Hoe gaat blaasspoelen in zijn werk?
Er kan gebruik gemaakt worden van twee soorten blaasspoelingen:
- Blaasspoelen met cytostatica
- Blaasspoelen met Bacillus Calmette-Guerin (BCG)
Cytostatica zijn medicijnen die gebruikt worden bij een chemotherapie. Wanneer je blaas gespoeld wordt met cytostatica, worden tumorcellen in je blaas gedood. Voorbeelden van cytostatica waarmee blaasspoelingen kunnen worden gedaan zijn mitomycine-C en epirubicine. BCG is een verzwakte vorm van tuberculose. Als dit in de blaas wordt gebracht zal deze reageren met afweerreacties.
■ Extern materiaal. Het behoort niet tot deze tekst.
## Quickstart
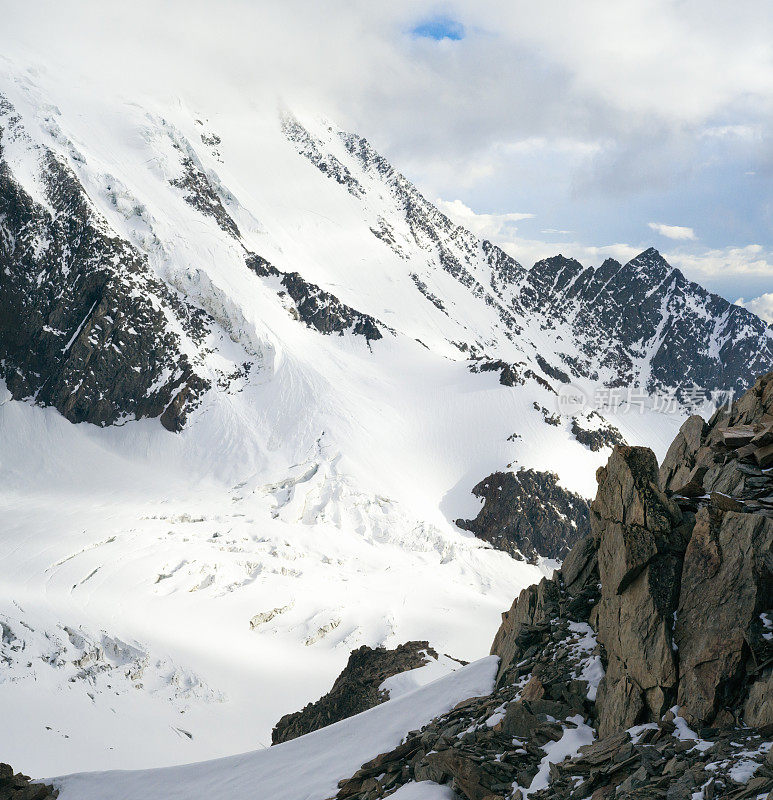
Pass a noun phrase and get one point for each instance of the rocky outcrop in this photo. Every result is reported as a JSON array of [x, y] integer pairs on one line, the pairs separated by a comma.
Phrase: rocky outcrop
[[527, 514], [619, 314], [727, 570], [84, 325], [315, 307], [19, 787], [356, 689], [640, 548], [646, 659]]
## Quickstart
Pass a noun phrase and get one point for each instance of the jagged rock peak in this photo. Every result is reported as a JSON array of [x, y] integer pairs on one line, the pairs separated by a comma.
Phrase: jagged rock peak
[[650, 650], [356, 689]]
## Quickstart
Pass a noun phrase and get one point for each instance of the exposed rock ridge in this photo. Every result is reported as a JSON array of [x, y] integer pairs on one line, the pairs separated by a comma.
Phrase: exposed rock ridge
[[528, 515], [84, 325], [651, 649], [356, 689], [315, 307], [19, 787]]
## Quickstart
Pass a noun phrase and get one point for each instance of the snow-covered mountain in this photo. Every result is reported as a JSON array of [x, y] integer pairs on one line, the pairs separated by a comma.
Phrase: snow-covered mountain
[[290, 370]]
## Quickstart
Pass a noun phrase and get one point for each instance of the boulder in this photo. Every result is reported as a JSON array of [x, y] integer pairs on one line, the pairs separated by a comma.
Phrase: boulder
[[536, 605], [680, 458], [356, 689], [641, 541], [726, 584]]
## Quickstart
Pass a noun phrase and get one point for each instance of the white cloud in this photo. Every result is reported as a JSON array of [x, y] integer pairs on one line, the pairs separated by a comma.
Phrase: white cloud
[[762, 306], [750, 260], [672, 231], [487, 226]]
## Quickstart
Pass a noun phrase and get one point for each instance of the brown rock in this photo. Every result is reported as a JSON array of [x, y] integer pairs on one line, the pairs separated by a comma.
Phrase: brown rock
[[534, 690], [680, 459], [726, 584], [758, 709], [640, 554], [725, 503], [537, 604], [464, 771]]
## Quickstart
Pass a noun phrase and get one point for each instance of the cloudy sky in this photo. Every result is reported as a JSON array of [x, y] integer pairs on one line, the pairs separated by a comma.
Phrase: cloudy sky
[[592, 129]]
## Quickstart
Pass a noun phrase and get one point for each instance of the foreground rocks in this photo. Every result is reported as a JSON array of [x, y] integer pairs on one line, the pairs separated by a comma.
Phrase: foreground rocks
[[18, 787], [642, 669], [356, 689], [527, 514]]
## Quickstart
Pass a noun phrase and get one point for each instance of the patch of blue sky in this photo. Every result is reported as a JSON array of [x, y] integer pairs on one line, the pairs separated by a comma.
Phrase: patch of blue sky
[[438, 28]]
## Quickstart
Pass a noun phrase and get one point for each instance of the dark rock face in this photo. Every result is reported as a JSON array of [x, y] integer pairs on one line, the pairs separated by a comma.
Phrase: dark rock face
[[605, 435], [315, 307], [309, 147], [356, 689], [18, 787], [199, 193], [527, 514], [658, 607], [640, 554], [83, 323], [618, 313]]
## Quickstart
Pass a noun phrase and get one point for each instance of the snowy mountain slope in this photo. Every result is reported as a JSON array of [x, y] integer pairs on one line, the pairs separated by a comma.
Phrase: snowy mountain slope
[[316, 761], [331, 351]]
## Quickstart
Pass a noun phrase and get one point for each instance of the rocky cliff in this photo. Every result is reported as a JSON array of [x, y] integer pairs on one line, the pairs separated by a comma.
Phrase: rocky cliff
[[528, 514], [644, 667], [356, 689]]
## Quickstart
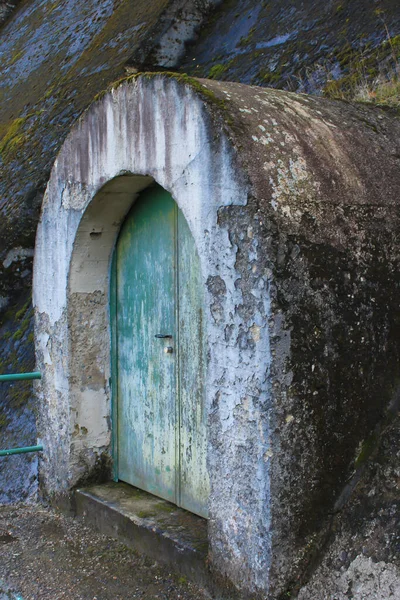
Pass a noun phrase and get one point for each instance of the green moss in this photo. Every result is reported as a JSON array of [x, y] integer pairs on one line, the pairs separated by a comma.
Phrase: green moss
[[3, 421], [14, 136], [217, 71], [245, 40]]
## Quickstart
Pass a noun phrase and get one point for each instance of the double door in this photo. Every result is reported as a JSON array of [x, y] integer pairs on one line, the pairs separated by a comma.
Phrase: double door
[[160, 361]]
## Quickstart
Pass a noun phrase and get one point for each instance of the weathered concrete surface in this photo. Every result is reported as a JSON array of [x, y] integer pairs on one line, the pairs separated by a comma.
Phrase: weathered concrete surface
[[296, 234], [54, 58], [362, 560], [149, 525], [47, 556]]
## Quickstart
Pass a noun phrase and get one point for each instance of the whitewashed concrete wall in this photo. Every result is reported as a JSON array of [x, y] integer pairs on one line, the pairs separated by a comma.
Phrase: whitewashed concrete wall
[[145, 130]]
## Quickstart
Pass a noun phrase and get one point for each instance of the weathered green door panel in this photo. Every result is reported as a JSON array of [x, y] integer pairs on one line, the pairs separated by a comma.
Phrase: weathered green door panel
[[147, 421], [194, 483], [160, 415]]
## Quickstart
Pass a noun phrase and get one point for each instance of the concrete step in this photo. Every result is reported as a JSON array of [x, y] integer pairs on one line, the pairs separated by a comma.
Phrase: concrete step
[[149, 525]]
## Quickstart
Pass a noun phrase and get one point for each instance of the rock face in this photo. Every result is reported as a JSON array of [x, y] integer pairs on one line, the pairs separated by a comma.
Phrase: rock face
[[298, 46], [297, 237], [54, 58]]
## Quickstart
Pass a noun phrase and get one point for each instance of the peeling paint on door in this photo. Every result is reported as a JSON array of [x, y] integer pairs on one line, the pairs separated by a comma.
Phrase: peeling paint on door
[[161, 420]]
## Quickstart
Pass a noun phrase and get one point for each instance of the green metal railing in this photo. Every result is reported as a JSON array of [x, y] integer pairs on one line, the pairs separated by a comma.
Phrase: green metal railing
[[20, 377]]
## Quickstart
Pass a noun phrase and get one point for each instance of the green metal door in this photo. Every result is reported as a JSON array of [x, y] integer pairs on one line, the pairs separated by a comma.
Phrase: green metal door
[[159, 355]]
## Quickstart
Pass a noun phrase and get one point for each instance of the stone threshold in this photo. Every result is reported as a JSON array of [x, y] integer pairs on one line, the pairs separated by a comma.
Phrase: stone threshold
[[148, 525]]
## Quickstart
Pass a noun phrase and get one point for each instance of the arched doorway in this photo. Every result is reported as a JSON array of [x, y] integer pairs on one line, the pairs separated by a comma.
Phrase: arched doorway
[[160, 440]]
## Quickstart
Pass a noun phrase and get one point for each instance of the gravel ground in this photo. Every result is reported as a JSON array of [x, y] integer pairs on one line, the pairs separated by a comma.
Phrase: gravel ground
[[48, 556]]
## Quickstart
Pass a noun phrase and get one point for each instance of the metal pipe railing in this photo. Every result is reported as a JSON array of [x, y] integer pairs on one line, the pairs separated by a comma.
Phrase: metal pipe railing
[[24, 450], [20, 376]]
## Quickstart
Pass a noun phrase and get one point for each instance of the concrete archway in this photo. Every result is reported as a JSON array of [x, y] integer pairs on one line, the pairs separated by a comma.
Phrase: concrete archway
[[281, 194], [144, 131]]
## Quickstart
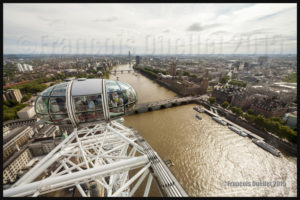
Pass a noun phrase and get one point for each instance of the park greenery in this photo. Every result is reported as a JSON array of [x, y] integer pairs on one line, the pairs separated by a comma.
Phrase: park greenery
[[237, 83], [224, 79], [273, 124], [292, 78], [237, 111], [10, 109], [212, 100], [151, 73], [225, 104]]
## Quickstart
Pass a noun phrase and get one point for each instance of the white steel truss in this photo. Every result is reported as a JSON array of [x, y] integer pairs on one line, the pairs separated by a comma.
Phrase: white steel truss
[[103, 155]]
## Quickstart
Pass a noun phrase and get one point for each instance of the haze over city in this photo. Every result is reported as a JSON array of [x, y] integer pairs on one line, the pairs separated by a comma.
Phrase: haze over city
[[150, 28], [197, 99]]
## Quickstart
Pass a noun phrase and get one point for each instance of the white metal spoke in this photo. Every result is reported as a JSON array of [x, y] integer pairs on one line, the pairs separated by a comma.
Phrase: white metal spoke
[[147, 189]]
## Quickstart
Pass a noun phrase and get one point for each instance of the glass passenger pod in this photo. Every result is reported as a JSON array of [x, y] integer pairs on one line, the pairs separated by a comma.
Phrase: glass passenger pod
[[87, 97], [51, 105]]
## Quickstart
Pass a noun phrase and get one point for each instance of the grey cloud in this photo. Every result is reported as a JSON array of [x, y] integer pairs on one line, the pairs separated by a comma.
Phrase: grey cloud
[[50, 21], [109, 19], [198, 27]]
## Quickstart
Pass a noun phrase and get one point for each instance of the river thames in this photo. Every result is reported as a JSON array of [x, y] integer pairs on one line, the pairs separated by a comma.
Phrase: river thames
[[210, 159]]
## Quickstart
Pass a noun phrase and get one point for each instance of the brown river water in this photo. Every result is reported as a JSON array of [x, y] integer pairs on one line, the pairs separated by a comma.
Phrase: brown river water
[[210, 159]]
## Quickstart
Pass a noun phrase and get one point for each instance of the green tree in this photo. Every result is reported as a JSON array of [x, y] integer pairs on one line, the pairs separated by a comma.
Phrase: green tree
[[237, 111], [250, 117], [26, 97], [259, 120], [250, 111], [224, 79], [225, 104], [186, 73], [212, 100]]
Deze afweerreacties vernietigen alle abnormale cellen, dus ook de tumorcellen.
Het spoelen van de blaas kan vervolgens op verschillende manieren plaatsvinden. De stoffen waarmee je blaas gespoeld wordt, kunnen via een katheter of via een infuus in je blaas worden gebracht. Het infuus of de katheter wordt verwijderd en het medicijn moet minstens één uur in je blaas blijven. Hierna mag je de blaasspoeling weer uitplassen. Ook wordt er soms voor gekozen de blaasspoeling in de blaas te spuiten en weer op te zuigen.
Het aantal spoelingen dat nodig is in een behandeling is afhankelijk van de aard van de poliep(en). Dit varieert van wekelijks tot maandelijks.